Op controle
In januari was ik op een controlebezoek in het UMC. Dit moment betekende: 2 jaar kankervrij! Haast ongemerkt heb ik dit voorbij laten gaan, ik had het niemand verteld. Controle is zo ‘gewoon’ geworden. Voor ik het weet zijn er 3 maanden voorbij en zit ik weer bij de oncologisch gynaecoloog of radioloog. Maar het is best een vermelding waard. Wat een mijlpaal eigenlijk: alweer dik 2 jaar kankervrij!!

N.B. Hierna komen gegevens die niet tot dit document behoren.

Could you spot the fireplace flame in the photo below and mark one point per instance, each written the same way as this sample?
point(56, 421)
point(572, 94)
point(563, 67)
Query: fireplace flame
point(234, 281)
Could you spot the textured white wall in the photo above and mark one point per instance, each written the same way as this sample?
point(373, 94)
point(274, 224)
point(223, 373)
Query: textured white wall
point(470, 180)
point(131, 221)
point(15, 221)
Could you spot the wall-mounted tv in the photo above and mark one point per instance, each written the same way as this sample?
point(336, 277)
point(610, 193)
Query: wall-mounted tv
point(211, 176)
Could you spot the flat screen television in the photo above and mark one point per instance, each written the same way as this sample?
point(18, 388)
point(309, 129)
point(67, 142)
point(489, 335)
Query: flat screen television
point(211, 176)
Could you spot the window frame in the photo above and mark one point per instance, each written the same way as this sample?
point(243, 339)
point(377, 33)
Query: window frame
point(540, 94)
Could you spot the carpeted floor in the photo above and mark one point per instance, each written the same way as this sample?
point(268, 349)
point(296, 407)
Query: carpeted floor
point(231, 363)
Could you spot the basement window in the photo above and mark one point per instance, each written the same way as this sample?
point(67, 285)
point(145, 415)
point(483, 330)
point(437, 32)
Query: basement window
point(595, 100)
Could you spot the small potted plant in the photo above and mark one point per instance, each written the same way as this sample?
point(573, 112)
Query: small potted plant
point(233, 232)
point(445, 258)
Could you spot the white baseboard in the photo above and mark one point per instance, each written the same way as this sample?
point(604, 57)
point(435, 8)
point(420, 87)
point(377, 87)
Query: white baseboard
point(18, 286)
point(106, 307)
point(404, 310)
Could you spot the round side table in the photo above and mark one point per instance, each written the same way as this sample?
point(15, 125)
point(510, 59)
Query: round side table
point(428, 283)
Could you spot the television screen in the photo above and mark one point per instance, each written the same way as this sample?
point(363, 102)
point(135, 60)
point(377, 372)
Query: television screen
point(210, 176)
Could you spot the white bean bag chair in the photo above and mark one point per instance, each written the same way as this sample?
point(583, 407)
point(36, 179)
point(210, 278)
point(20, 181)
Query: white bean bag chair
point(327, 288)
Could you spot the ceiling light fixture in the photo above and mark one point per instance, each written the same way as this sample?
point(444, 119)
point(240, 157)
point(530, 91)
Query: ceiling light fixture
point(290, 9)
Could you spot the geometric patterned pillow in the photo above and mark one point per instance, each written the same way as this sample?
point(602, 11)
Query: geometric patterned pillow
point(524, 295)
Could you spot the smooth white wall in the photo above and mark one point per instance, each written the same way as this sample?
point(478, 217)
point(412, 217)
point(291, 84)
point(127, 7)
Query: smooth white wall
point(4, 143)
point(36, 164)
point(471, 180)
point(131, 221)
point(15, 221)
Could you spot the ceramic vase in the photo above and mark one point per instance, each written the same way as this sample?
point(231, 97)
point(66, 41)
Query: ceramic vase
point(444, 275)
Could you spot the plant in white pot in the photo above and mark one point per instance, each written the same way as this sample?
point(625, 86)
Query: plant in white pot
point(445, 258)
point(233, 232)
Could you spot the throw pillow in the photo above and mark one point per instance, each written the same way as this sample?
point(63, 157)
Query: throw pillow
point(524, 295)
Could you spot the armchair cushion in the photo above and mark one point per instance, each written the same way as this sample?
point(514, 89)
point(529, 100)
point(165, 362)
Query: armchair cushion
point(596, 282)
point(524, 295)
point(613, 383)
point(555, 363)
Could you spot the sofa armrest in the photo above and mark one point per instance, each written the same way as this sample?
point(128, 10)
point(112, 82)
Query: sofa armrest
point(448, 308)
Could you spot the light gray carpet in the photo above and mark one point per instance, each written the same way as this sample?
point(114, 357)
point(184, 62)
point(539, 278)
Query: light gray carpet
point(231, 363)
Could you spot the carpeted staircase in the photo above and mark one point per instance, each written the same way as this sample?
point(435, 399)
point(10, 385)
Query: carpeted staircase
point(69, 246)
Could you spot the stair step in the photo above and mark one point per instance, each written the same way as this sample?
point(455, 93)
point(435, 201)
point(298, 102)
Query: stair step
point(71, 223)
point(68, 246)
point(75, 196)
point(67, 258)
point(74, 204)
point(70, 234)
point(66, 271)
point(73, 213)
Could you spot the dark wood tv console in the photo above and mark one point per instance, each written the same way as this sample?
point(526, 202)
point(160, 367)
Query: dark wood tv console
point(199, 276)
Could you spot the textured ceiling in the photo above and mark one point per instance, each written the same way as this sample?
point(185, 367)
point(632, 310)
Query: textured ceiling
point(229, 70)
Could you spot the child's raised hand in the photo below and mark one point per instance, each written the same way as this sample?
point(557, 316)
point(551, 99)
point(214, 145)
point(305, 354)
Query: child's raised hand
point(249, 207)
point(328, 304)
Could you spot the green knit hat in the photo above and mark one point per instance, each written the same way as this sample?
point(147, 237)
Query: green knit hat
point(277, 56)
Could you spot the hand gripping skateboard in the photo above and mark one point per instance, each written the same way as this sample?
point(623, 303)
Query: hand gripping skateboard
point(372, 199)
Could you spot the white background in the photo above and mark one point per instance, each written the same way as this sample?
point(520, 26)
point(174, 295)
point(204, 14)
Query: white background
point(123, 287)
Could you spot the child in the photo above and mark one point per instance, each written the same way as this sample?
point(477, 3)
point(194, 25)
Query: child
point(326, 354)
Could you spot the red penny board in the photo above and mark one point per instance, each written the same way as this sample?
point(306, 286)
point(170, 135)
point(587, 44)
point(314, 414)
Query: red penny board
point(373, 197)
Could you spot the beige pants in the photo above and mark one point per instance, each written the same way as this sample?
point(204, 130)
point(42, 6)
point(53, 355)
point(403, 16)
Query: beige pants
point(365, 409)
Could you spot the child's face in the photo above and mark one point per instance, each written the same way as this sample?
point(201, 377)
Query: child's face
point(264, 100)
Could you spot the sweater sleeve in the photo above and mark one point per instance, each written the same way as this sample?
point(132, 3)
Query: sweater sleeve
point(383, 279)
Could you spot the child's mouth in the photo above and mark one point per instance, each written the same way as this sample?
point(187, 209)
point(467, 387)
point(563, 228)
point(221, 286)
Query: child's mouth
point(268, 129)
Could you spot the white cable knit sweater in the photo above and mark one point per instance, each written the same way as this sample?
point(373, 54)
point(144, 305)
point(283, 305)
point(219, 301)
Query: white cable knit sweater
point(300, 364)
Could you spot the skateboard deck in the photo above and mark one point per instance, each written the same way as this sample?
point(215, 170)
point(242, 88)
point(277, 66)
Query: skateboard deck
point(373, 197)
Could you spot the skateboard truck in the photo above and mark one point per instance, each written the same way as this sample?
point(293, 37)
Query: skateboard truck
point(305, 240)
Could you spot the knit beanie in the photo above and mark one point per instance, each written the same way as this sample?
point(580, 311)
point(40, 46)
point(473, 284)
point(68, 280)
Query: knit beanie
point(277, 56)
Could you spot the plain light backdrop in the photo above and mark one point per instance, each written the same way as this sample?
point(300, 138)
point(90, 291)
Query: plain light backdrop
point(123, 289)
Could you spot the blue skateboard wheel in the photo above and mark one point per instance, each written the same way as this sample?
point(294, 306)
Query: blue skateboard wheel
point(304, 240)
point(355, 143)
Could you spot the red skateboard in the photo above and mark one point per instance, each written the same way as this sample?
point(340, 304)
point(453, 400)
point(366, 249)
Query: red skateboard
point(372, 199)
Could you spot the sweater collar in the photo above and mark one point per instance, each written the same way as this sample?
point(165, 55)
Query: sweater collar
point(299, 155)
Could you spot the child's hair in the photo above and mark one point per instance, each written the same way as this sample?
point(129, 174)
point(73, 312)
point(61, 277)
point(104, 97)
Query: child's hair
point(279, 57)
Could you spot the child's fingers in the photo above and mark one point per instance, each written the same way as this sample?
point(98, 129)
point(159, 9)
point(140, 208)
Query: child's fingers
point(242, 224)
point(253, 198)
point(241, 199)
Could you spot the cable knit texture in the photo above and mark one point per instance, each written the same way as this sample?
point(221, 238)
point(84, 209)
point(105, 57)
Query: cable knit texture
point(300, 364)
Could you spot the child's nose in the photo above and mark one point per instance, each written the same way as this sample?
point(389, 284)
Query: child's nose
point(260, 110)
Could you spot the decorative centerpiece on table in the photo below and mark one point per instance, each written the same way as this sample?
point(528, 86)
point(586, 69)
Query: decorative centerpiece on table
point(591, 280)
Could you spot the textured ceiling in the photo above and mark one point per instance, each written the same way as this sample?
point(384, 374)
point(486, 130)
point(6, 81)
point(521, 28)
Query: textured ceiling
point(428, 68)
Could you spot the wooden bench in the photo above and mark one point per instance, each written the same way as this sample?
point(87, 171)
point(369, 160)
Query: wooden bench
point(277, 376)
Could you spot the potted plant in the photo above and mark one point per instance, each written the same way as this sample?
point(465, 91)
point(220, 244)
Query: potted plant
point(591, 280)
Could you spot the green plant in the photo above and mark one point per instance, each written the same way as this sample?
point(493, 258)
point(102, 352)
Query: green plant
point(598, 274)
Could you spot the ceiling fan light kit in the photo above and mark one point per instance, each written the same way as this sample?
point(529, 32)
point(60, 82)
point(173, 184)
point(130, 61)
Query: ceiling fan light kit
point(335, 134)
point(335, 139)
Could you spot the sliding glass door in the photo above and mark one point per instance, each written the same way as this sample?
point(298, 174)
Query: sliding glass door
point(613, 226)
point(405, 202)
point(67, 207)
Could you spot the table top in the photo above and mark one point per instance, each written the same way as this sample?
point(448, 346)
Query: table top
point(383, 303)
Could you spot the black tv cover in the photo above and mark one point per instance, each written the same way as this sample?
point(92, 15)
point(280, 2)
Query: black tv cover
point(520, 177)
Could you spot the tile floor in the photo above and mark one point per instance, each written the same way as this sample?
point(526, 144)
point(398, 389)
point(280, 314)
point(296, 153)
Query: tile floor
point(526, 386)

Op de weg terug in de auto zei ik tegen Bert: “Het lijkt echt een slechte film die ik gekeken heb, alsof het niet echt is, totdat ik mezelf toesta het te voelen.” Dan mag kanker weer een plek in mijn leven hebben en merk ik ook hoeveel minder angst er is.
Iets meer dan twee geleden had ik net mijn behandelingen erop zitten en begonnen de controles. In januari 2018 bleek ik kankervrij. Maar mijn lichaam voelde kapot en moe, onvruchtbaar. Definitief geen tweede (levend!) kind. Mentaal functioneerde ik ‘niet’, ik kon me niet concentreren, mijn geheugen een zeef. Emotioneel, tja, op de bodem van de put zal ik maar zeggen. En wat kanker (herhaalde miskramen, het verlies van een kind en mislukte IVF/PGD pogingen; secundaire kinderloosheid) met je relatie doet, dat is ook niet mis.
KAK – kanker als katalysator
Hoe anders zit ik er nu bij. Hoe blij ben ik dat ik dit hier nu kan delen. Dat er leven bestaat na kanker. Dat het mooier kan worden, mooier is voor mij.
Kanker was voor mij de katalysator van bewustwording en groei. Om ja te zeggen tegen mijzelf, omdat ik mezelf dat gun. Het opent langzaam mijn hart, waardoor ik weer adem durf te halen. Ja, het vraagt liefdevolle discipline om hier te komen, maar het is zeker de moeite waard! Het vroeg van mij Zijnsgeoriënteerd werk, meditatie en yoga een plaats in mijn dagelijks leven te geven. Het bracht me al zoveel dat het ondertussen geen discipline meer is, maar een liefdevolle commitment aan mezelf.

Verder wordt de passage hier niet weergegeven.